Nilus is furious at the forced retreat and Sergio aggressively frets as (now in the safety of the Catargiu vampire mansion), Simon explains the gravity of the situation to his contemporaries. Sergio suggests they go to the library – and receives the expected ribbing for such a lame suggestion. Of course they do traipse off to the library only to discover a scary looking mask. Sergio speaks some magic-type words to it and opens a blast-of-energy-or-portal-or-something-not-good within his own body on the final splash page.
Ferguson and Van Dam have given each of their leading character not only distinct personalities, but distinct voices and the music of their childish interplay is my very favourite part of not only Minor Acts of Heroism #3, but the entire series. I could happily read Nilus’ pig-English as she berates the battlefield strategies employed by Simon or Everywhere Kid himself as he insults Sergio who is not only his friend, but his biggest fan.
THESE KIDS HAVE FREAKISH EYES
… is the title of a short bonus comic tacked on to the end of Minor Acts of Heroism #3 and a universal truth in this comic book. The proto-anime style set down by Ferguson and inked (and coloured), by Van Dam is bright and sharp and perfect for the fast-paced superhero story they are telling throughout Minor Acts of Heroism. The aforementioned bonus comic speaks to the fact that, like the voices of their own characters, their art is self-aware and joking, in that fun, meta kind of way.

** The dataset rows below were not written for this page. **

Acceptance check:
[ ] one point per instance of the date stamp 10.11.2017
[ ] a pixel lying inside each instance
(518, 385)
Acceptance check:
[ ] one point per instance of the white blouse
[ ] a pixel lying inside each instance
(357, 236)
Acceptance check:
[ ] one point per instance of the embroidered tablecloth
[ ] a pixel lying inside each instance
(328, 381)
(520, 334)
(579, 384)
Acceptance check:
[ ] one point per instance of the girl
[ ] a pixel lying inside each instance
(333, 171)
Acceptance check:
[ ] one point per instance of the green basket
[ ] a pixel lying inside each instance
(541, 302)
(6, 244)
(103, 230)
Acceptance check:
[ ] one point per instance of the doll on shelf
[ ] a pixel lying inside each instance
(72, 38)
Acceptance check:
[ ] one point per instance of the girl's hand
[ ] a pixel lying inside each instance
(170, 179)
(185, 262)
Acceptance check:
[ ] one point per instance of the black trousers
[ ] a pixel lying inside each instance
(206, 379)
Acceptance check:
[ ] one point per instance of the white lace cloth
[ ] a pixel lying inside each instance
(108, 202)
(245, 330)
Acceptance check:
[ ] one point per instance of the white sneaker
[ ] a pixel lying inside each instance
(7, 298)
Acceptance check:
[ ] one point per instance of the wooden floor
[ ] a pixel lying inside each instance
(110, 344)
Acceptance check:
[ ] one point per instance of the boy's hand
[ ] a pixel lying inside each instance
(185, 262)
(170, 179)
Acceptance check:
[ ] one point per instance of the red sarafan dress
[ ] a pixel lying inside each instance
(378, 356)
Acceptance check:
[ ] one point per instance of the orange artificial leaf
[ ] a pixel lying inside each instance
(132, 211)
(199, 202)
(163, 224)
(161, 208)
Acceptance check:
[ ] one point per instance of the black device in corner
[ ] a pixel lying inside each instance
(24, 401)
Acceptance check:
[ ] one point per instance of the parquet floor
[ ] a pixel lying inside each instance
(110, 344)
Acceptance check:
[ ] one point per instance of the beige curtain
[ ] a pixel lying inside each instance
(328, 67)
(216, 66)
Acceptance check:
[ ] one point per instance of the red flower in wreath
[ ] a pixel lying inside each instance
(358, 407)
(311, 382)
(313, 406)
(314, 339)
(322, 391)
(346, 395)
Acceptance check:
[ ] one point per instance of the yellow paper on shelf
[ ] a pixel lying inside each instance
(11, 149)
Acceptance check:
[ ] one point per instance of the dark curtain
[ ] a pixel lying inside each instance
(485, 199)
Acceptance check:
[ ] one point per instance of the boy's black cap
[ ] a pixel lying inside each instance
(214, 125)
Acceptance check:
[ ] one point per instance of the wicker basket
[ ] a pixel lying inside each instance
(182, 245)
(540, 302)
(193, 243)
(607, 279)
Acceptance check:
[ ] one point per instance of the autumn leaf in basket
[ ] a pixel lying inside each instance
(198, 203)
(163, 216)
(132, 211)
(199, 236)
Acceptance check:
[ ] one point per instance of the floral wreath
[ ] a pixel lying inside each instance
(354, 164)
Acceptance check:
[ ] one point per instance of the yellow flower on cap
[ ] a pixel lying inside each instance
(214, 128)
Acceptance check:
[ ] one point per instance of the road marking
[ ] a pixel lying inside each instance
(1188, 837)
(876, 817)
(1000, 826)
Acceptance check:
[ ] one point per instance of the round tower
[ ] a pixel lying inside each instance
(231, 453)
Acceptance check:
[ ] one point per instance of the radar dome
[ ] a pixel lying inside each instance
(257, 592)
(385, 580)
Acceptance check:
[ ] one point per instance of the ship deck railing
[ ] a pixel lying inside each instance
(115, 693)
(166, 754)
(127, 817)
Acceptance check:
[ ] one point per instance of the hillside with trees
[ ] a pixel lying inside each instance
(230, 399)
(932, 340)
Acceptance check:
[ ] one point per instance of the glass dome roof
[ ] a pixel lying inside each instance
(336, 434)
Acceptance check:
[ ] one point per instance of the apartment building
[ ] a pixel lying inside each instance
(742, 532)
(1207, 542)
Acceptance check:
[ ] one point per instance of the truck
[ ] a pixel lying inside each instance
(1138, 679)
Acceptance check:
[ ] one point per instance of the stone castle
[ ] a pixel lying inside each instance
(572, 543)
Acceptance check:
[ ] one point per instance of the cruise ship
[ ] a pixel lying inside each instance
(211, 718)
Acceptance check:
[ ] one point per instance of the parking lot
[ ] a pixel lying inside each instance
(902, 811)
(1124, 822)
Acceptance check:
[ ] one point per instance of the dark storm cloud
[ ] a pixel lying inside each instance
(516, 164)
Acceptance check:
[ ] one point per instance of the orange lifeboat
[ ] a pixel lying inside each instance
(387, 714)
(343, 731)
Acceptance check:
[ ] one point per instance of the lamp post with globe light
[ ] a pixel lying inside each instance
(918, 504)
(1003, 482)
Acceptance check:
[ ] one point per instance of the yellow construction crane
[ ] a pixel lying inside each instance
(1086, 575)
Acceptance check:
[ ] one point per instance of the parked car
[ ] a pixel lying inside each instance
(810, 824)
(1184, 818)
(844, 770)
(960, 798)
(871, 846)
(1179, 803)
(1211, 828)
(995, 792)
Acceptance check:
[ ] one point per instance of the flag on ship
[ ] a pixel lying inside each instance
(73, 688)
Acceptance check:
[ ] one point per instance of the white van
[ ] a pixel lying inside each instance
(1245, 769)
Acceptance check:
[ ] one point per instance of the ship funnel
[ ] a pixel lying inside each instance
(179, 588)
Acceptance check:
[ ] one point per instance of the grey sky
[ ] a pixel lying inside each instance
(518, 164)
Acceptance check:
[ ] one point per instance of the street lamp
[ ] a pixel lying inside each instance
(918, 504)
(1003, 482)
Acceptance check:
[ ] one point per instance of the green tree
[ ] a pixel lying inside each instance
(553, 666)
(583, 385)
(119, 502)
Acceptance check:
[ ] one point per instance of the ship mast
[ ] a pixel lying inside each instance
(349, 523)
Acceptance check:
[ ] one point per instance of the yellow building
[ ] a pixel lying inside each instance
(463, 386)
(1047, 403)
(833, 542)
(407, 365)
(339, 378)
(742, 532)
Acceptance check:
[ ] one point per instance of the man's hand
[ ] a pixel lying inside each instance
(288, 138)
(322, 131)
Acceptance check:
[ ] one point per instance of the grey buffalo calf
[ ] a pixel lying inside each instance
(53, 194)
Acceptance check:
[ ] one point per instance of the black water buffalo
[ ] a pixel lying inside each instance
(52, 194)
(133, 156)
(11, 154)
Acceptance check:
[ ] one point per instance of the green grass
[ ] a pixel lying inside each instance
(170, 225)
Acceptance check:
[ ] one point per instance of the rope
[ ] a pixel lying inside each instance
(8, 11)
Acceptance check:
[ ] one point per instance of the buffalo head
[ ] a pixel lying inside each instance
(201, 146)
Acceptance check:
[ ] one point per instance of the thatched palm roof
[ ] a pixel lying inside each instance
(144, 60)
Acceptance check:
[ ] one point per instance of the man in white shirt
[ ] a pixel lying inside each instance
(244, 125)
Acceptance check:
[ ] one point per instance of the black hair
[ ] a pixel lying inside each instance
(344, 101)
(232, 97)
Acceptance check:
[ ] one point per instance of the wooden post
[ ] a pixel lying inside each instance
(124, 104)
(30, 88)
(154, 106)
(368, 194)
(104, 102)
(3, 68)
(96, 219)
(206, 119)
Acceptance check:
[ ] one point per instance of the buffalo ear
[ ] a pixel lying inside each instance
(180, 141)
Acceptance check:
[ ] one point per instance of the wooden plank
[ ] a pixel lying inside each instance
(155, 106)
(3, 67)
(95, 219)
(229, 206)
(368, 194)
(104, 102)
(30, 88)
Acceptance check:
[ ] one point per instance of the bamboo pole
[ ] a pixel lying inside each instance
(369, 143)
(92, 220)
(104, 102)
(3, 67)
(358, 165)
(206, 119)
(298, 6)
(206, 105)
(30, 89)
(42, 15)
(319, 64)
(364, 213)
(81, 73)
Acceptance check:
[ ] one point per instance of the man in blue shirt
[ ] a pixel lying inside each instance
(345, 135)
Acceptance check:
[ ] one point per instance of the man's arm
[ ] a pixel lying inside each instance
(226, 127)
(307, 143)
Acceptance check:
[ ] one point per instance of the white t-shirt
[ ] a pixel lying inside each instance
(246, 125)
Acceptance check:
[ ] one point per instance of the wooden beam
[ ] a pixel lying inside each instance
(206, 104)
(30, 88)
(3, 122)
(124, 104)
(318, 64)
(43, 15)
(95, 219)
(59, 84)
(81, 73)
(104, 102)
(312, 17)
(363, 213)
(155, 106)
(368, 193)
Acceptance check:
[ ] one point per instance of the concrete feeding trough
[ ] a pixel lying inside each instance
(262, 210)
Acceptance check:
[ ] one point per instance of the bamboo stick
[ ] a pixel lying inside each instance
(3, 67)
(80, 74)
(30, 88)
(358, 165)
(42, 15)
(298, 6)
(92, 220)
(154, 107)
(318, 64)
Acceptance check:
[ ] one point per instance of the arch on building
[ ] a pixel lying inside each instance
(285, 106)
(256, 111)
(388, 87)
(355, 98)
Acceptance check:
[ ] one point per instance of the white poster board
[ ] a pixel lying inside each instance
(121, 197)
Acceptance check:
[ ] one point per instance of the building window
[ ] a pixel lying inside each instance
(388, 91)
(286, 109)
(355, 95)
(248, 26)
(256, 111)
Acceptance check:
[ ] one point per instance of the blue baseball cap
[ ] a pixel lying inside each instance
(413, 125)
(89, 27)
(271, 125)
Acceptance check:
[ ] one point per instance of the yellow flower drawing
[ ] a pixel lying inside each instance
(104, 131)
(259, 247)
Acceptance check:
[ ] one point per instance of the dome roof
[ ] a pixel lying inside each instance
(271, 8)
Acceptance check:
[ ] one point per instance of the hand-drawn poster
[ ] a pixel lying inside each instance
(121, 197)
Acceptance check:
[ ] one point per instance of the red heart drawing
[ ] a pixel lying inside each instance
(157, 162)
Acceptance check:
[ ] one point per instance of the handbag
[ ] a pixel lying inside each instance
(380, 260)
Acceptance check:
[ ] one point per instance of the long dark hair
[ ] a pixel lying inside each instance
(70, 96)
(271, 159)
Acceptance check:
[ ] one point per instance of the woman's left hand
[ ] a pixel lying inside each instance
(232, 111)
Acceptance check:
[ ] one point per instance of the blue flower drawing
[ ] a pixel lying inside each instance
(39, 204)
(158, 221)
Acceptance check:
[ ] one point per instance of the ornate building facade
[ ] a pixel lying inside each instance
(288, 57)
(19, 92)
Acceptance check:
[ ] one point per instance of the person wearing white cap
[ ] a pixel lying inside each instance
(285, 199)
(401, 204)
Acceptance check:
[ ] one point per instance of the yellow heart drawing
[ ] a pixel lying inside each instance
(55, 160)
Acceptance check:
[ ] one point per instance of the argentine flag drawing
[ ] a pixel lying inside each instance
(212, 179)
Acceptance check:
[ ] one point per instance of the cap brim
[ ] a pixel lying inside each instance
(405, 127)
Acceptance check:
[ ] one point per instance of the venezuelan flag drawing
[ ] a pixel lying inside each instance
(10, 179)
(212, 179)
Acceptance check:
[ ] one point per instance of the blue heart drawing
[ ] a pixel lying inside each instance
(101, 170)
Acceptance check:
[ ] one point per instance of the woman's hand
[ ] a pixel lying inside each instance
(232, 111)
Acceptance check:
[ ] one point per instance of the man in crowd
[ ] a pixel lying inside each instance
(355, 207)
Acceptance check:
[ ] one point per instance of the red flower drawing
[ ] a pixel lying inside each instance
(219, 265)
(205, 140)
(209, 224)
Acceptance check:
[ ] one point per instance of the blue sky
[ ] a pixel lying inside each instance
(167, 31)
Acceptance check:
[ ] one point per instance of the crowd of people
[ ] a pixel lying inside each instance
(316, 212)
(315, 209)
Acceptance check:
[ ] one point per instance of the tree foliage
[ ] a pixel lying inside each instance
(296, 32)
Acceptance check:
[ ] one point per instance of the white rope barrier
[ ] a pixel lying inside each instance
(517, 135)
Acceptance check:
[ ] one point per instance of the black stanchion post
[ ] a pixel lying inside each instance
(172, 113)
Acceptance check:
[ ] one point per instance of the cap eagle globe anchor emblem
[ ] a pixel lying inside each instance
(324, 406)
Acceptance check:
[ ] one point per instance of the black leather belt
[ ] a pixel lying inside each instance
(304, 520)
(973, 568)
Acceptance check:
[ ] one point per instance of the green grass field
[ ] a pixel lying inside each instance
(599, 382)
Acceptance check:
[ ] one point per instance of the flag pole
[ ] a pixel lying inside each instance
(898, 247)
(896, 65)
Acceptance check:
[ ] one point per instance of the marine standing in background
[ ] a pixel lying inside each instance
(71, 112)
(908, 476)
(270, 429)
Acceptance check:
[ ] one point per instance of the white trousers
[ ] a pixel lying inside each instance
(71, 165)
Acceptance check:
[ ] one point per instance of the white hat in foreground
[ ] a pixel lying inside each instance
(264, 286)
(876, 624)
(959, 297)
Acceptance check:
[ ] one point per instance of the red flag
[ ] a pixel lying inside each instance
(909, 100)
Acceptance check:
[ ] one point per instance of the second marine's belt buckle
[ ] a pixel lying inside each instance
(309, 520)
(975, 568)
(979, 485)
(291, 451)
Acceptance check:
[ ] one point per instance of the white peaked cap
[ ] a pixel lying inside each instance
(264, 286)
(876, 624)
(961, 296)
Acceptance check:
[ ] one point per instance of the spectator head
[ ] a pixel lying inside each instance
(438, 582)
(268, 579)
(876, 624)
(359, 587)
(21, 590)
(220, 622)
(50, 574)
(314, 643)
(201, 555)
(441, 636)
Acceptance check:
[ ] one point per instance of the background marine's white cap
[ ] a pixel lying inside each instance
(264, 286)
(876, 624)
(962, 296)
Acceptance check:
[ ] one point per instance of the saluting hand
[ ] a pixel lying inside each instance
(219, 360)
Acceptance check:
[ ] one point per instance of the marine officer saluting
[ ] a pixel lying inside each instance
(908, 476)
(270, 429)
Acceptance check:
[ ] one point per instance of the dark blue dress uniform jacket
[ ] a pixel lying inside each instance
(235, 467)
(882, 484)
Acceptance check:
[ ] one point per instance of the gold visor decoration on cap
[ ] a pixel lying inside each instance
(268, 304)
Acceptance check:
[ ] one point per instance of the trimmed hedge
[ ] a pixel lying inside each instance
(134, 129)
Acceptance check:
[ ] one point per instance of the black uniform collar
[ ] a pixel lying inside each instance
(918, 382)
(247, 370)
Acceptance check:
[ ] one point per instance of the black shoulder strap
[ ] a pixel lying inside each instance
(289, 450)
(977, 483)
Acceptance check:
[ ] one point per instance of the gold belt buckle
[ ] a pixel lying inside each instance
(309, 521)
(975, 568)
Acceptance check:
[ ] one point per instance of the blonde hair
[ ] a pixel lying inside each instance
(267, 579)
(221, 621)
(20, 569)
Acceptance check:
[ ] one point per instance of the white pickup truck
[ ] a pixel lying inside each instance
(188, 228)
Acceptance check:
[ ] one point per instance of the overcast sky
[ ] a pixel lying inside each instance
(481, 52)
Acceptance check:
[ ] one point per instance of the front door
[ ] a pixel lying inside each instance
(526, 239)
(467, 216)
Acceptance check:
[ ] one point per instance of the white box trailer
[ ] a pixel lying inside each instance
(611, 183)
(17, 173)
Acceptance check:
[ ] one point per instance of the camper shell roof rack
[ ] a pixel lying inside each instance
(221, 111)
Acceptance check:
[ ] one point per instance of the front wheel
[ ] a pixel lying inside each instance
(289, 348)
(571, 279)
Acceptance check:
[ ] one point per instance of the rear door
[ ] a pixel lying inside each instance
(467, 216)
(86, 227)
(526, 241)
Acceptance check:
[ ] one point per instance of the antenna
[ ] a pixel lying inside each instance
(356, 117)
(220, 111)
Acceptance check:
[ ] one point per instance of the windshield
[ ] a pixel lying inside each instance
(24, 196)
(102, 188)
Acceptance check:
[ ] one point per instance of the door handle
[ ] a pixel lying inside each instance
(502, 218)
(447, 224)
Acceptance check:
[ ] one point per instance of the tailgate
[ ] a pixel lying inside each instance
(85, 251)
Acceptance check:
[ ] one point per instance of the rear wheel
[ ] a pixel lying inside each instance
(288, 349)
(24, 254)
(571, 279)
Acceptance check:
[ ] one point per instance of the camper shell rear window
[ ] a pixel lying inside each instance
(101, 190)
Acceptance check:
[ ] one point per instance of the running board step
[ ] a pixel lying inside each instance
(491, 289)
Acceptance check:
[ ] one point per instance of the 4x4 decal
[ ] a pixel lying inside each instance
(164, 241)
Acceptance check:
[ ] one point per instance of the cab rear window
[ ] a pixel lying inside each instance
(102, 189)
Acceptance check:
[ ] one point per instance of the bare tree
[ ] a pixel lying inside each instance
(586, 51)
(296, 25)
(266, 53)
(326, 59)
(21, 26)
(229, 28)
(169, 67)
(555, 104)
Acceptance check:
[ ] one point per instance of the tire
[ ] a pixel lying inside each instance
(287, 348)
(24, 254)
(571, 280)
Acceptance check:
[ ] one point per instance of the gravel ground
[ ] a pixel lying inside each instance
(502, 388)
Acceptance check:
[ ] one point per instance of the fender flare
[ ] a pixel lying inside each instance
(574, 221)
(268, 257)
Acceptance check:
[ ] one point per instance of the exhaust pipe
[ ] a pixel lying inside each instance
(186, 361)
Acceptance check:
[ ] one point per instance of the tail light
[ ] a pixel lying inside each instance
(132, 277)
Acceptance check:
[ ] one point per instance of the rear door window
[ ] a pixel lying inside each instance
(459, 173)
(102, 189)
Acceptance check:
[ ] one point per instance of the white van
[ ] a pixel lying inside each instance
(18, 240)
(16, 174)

Simon is bright and spunky in his yellow-and-white colour scheme with a hairstyle straight out of Dragonball Z; Lady King Nilus’ colour palate is brown-and-blue in the style of the ocean and earth she is sovereign over; and Sergio is brooding in black speaking to his familial legacy of vampirism which promises to feature more prominently in coming issues.
It’s fun and frantic and very, very sweet.
PICK IT UP BUTTERCUP
Minor Acts of Heroism #3 deserves to be experienced with the preexisting knowledge of the events of the first two issues and will be greatly enjoyed by a comic fans of all ages (the cover recommends 12+), especially if you could use a dose of levity in your funny books.